I know of a yak breeder in Fort Worth TX. They do ok, but yaks are very much a cooler climate animal. The upside to this is, you can get a cross that will tolerate the heat better and will have the same meat quality as a full blood yak.

We have our bull in with our cows year round and normally expect calving around July or August depending on how long the year before's warm weather lasted. 

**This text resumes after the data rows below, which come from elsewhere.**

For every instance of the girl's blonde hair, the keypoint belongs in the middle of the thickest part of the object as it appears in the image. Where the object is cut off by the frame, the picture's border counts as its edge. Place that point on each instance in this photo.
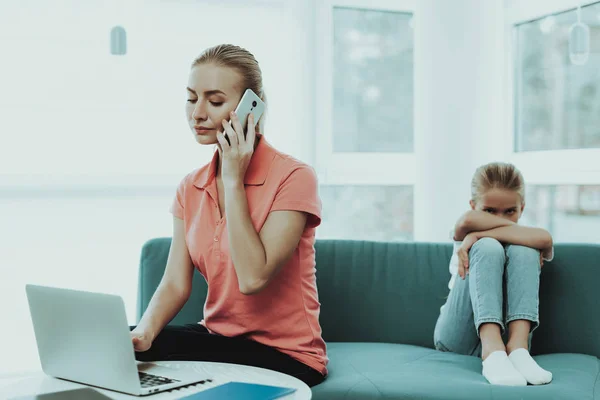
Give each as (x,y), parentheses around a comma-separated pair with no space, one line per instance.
(241,60)
(497,175)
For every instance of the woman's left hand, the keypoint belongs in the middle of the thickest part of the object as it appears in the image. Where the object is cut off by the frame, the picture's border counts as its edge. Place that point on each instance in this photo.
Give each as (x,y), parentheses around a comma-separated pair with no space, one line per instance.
(236,155)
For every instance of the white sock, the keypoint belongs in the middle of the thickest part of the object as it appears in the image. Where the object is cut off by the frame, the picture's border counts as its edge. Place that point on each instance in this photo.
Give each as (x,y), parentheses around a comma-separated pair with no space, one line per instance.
(527,366)
(498,370)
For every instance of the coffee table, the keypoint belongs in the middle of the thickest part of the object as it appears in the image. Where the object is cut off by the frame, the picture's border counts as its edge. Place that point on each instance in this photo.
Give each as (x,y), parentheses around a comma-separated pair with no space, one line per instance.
(39,383)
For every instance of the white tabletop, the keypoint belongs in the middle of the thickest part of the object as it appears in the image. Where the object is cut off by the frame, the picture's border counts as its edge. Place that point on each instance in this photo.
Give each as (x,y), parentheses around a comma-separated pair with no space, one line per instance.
(39,383)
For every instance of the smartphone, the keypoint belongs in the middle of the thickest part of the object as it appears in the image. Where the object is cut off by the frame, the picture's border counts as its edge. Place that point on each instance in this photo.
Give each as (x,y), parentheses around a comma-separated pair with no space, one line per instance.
(250,103)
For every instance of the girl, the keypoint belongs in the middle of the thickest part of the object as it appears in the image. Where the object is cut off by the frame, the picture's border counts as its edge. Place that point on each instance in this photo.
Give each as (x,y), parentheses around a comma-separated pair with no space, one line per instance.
(246,221)
(495,272)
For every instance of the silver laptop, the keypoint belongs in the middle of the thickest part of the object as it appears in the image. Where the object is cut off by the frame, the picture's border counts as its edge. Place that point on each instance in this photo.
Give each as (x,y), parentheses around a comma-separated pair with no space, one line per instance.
(84,337)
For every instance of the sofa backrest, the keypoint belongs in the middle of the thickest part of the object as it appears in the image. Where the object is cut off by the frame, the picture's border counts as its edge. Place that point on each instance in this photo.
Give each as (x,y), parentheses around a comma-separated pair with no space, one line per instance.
(392,292)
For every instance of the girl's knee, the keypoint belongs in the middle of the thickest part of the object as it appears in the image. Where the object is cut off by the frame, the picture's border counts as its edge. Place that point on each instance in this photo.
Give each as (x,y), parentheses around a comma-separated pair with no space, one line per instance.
(523,253)
(489,247)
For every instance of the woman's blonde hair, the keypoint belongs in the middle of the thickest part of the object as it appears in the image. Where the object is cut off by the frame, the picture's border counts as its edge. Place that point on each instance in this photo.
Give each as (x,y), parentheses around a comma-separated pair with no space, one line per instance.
(497,175)
(241,60)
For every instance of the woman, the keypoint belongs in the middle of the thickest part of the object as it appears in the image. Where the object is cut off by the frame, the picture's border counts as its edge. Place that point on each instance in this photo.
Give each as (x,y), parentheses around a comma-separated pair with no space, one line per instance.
(246,221)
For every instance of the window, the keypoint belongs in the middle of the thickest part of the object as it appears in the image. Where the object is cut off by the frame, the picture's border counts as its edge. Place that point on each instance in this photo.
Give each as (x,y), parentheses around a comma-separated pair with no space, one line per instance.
(364,110)
(571,213)
(382,213)
(557,103)
(557,118)
(372,81)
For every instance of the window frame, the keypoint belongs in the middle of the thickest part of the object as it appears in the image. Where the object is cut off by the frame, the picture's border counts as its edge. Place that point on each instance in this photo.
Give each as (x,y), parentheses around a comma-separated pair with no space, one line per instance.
(351,168)
(543,167)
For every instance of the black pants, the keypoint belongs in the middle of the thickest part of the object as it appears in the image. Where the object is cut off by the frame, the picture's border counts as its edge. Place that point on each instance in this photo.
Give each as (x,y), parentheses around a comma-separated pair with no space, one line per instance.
(193,342)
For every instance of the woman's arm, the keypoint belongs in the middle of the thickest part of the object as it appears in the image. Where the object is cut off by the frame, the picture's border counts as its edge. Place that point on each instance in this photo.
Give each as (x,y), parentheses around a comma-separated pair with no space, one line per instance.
(257,257)
(174,288)
(535,238)
(477,221)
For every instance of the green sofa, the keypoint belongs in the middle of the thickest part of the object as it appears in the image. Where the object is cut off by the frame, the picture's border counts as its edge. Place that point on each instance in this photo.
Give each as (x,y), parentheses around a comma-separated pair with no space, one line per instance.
(380,302)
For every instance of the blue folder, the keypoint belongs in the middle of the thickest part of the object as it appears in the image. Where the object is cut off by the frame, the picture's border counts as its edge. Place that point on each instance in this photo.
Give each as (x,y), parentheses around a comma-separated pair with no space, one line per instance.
(239,390)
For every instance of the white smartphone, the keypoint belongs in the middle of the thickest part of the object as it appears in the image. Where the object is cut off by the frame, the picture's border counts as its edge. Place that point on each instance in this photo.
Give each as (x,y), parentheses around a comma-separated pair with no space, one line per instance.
(250,103)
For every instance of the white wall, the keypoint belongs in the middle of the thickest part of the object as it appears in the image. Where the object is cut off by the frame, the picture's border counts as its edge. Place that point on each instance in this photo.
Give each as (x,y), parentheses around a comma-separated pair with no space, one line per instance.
(459,106)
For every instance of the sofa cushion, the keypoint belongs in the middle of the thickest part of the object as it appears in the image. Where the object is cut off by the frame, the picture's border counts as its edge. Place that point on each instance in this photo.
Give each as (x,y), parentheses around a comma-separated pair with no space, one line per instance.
(394,371)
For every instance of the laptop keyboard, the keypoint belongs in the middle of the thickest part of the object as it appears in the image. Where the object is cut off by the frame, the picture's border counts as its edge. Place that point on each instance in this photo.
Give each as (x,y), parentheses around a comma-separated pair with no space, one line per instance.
(149,380)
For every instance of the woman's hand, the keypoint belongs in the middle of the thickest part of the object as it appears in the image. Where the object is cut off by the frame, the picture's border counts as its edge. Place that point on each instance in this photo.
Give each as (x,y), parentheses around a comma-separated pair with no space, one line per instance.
(463,253)
(236,154)
(141,340)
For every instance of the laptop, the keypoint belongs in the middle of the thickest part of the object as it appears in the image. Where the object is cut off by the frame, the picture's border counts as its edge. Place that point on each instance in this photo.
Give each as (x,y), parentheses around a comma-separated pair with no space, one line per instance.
(84,337)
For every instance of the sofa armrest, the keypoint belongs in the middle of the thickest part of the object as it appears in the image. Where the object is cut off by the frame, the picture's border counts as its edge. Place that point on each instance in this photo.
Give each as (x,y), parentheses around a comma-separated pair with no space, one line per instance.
(153,261)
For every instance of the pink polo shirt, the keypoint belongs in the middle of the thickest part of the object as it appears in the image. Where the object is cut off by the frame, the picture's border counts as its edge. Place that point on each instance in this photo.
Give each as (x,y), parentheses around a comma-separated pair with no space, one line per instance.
(285,315)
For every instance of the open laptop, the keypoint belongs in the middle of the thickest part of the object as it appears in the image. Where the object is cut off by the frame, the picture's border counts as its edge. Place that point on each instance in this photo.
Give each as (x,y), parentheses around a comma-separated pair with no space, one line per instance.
(84,337)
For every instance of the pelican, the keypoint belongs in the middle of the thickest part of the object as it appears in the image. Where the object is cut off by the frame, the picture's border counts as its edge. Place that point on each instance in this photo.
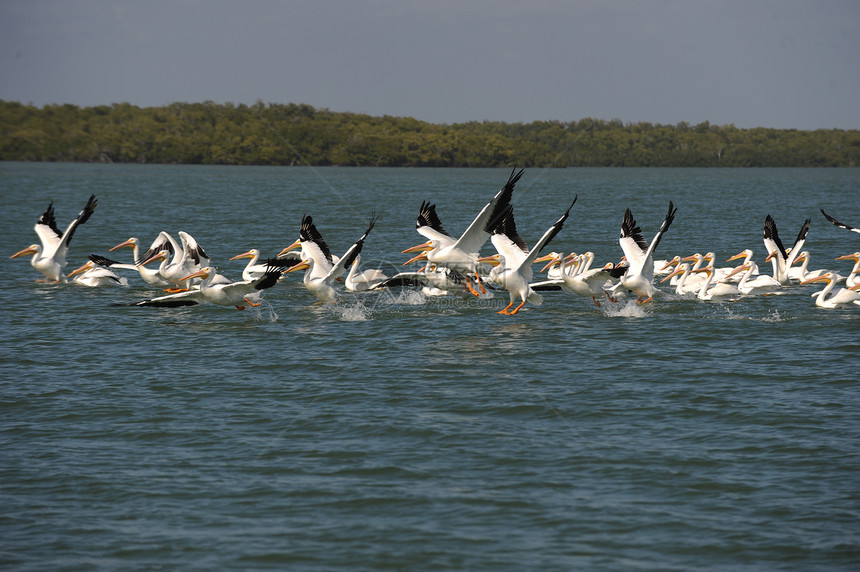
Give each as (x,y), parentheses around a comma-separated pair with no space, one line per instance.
(91,274)
(152,277)
(801,273)
(49,258)
(254,269)
(235,293)
(781,258)
(461,254)
(760,285)
(852,277)
(747,255)
(639,276)
(513,265)
(191,259)
(317,261)
(835,222)
(718,290)
(843,298)
(679,276)
(585,281)
(361,280)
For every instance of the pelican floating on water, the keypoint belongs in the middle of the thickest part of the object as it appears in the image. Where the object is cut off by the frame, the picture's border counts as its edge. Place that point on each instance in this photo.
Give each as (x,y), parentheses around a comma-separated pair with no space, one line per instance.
(49,258)
(513,270)
(461,254)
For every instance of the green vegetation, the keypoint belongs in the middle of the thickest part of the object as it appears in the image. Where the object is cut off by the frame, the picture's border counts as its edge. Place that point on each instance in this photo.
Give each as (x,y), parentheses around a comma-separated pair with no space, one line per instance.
(276,134)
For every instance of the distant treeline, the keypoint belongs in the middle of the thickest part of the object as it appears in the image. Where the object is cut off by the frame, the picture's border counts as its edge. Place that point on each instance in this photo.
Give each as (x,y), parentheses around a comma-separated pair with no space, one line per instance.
(276,134)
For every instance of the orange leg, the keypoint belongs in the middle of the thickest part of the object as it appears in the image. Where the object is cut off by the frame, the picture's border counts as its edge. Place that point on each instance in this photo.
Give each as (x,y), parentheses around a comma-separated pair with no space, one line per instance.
(480,283)
(471,288)
(517,309)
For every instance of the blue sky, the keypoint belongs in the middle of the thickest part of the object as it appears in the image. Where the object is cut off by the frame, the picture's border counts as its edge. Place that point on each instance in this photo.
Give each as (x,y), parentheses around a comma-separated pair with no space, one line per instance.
(769,63)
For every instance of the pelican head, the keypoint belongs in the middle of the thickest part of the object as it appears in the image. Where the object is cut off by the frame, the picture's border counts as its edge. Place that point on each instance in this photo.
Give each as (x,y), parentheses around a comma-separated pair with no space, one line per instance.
(303,265)
(131,242)
(32,249)
(293,246)
(203,273)
(253,253)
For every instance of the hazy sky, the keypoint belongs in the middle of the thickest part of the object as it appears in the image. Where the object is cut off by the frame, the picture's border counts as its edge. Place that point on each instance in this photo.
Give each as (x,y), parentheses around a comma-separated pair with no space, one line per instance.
(771,63)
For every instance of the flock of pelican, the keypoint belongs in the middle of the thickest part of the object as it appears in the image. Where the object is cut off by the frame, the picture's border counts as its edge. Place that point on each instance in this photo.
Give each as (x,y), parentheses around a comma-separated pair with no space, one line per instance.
(450,264)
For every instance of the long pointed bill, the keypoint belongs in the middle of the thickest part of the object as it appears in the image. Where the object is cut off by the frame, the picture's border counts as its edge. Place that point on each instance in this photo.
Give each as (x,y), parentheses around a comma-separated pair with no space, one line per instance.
(674,273)
(25,252)
(822,278)
(419,247)
(199,274)
(83,268)
(491,260)
(422,256)
(249,254)
(128,242)
(737,270)
(294,245)
(160,256)
(303,265)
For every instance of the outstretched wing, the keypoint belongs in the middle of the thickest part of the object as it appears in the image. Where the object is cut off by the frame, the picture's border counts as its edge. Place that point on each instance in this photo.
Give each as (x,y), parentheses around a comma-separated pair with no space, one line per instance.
(835,222)
(479,231)
(349,256)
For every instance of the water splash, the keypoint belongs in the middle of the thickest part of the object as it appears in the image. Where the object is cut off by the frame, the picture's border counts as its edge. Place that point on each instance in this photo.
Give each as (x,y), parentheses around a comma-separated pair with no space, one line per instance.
(630,309)
(356,312)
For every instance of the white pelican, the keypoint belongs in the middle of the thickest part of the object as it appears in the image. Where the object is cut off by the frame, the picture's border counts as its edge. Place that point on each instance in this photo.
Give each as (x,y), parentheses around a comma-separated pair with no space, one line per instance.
(191,258)
(852,277)
(801,273)
(585,281)
(747,255)
(781,258)
(150,276)
(254,269)
(679,276)
(718,290)
(317,261)
(461,254)
(433,281)
(235,293)
(513,265)
(839,224)
(361,280)
(639,277)
(49,258)
(92,274)
(843,298)
(762,284)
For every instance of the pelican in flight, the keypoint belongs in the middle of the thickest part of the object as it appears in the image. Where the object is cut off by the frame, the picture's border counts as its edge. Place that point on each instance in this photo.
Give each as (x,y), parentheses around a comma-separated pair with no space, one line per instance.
(781,258)
(639,277)
(513,264)
(254,269)
(49,258)
(843,298)
(580,279)
(92,274)
(835,222)
(317,260)
(151,276)
(761,284)
(461,254)
(235,293)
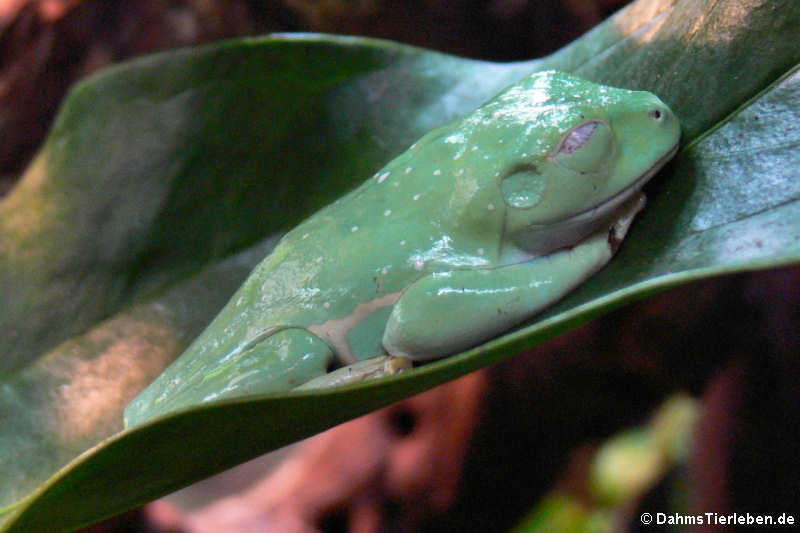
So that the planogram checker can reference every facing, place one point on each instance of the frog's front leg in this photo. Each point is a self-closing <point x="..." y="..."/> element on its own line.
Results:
<point x="445" y="313"/>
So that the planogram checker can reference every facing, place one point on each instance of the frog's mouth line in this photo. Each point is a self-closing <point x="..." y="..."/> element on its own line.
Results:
<point x="604" y="209"/>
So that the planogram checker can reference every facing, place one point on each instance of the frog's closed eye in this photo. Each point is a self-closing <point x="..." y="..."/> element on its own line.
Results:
<point x="587" y="147"/>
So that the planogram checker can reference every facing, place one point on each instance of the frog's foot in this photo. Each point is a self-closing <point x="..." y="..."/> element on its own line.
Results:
<point x="376" y="367"/>
<point x="277" y="362"/>
<point x="622" y="220"/>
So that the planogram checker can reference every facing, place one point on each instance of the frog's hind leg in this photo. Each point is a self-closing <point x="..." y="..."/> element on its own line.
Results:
<point x="279" y="362"/>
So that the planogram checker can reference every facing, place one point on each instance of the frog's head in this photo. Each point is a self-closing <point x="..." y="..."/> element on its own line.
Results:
<point x="574" y="151"/>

You can use yaks as a draft animal. They make great teams. Unsure how they would do with the calf next to them when pulling. Yaks are very protective of their young. Some will allow you near them and others will not. I saw once a picture of Tibetan yaks packing with their young next to them, but again I don't have much experience in that area.


----------



## chickenista (Mar 24, 2007)

I have worked with yaks in my past and I love them! I would love to have them.. but you should see DH's face everytime I mention them.
They are smart and calm and personable. They come arunning when they see you and are content just to be near you out in the field.
If anyone has the room.... I would be jealous.
But, and I am not a softy, I would have a hard time butchering such gentle beasts.
Which is odd because I can do rabbits with no problem.


----------



## delyaks (Oct 8, 2008)

I have the cuties picture of our babies eating out of a wheel barrel of the grass clippings. Every time we mow the yawn, here they come a running.
A lot of people mention to me that they just couldn't butcher those beautiful animals. I just don't feel that way. I might with this new baby I am bottle feeding right now. Most of the time, I think about the meat or what a gorgeous throw that would make. LOL I know I know, most would think of how insensitive I am, but hey, what can I say. I love the meat and I hate the cold weather here.


----------



## sengdroma (Apr 22, 2008)

We are life members of the IYAK. We love Yak. Royals being my fav and Imperials my husband. We are in Canada and they do great here.


----------



## delyaks (Oct 8, 2008)

We are also life time members of Iyak. Our focus is Goldens. The last couple of years we have been breeding for Golden Royals.


----------